Welcome again after a few years, dear readers. Much has happened since the last posting – I went to Davis (CA) and back to Oxford, I have two children, wrote a book on statistics with Prof. David Eisner, and recently, a new model was born too, the T-World (Paper 1, Paper 2 ). I thought I’d revisit several points in this blog, that will complement the paper and share a bit of background of its creation, without any need for salesmanship. Specifically, I’ll address the following:
1) “You claim high generality of the model – but
who cares?” I found it so interesting that most people respond to the high
generality of T-World with “obviously, this is what we always wanted”, but a
nontrivial number of people also didn’t find it that important at the first
sight. Let’s go over some reasons why I think it matters deeply.
2)
“Why did you guys take so long?” Yes, it
took ages. I’m sorry, I’m the first to have wished it was done in a year or
two. Why did we have to go back to the drawing board several times? This is introduced here and described
in several posts of increasingly detail-oriented nature: 1) Overall architecture, 2) ICaL and RyR coupling, 3) ICaL model, and 4) Na-K pump voltage dependence. Concluding remarks are here.
These blogs are written under the assumption that you are
aware of what T-World is – these blogs may be best read after reading the papers!
Why does generality of a computational model matter?
It is a truth universally acknowledged, that a single
cellular mechanism is insufficient to drive arrhythmia in cardiac tissue, and
that both arrhythmic trigger and arrhythmic substrate are needed. As 3D
simulations become more common, we are going to want organ-scale simulations of
arrhythmia that are increasingly sophisticated and increasingly less
artificial. And if we want to build an organ model that can be used to
investigate how early or delayed afterdepolarisations interact with alternans
and steep restitution to produce arrhythmia, then we first need a cellular
model that can reproduce all of those behaviours in the first place.

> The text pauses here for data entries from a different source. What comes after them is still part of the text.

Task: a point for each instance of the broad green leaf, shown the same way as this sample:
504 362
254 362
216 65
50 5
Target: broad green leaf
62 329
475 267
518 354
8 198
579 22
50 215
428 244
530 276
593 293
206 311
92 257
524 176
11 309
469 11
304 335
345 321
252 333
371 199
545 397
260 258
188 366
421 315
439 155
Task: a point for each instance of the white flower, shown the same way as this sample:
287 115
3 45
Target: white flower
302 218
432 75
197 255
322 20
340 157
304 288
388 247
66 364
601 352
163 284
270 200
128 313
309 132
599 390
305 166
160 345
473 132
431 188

It matters in several other ways. First, in complex diseases
such as heart failure or diabetes, the phenotype is rarely driven by a single
mechanism. The diseased state usually reflects multiple interacting changes. So,
some degree of generality matters not only for mechanistic accuracy, but also
for interpretability and predictive power. If a model only works in one narrow
context, it may still be useful, but it is much less likely to help us
understand how a disease phenotype emerges from interacting processes.
Second, it matters for pharmacology, both for safety and for
efficacy. For example, we clearly want models that can represent both early
afterdepolarisations (EADs) and contractility. In a model, it is almost trivial
to prevent drug-driven EADs: just block L-type calcium current. The obvious
problem is that this also markedly diminishes contractility, so it is not a
particularly meaningful solution on its own. What we really want are models
that support compound queries such as: “find drug profiles that reduce EAD risk
without reducing contractility by more than 2%.” (That particular combination was already feasible in previous
work using ToR-ORd-Land by Margara et al., used recently e.g. in Trovato et al., but with T-World we can now also
look at drug effects on other arrhythmogenic behaviours as well.)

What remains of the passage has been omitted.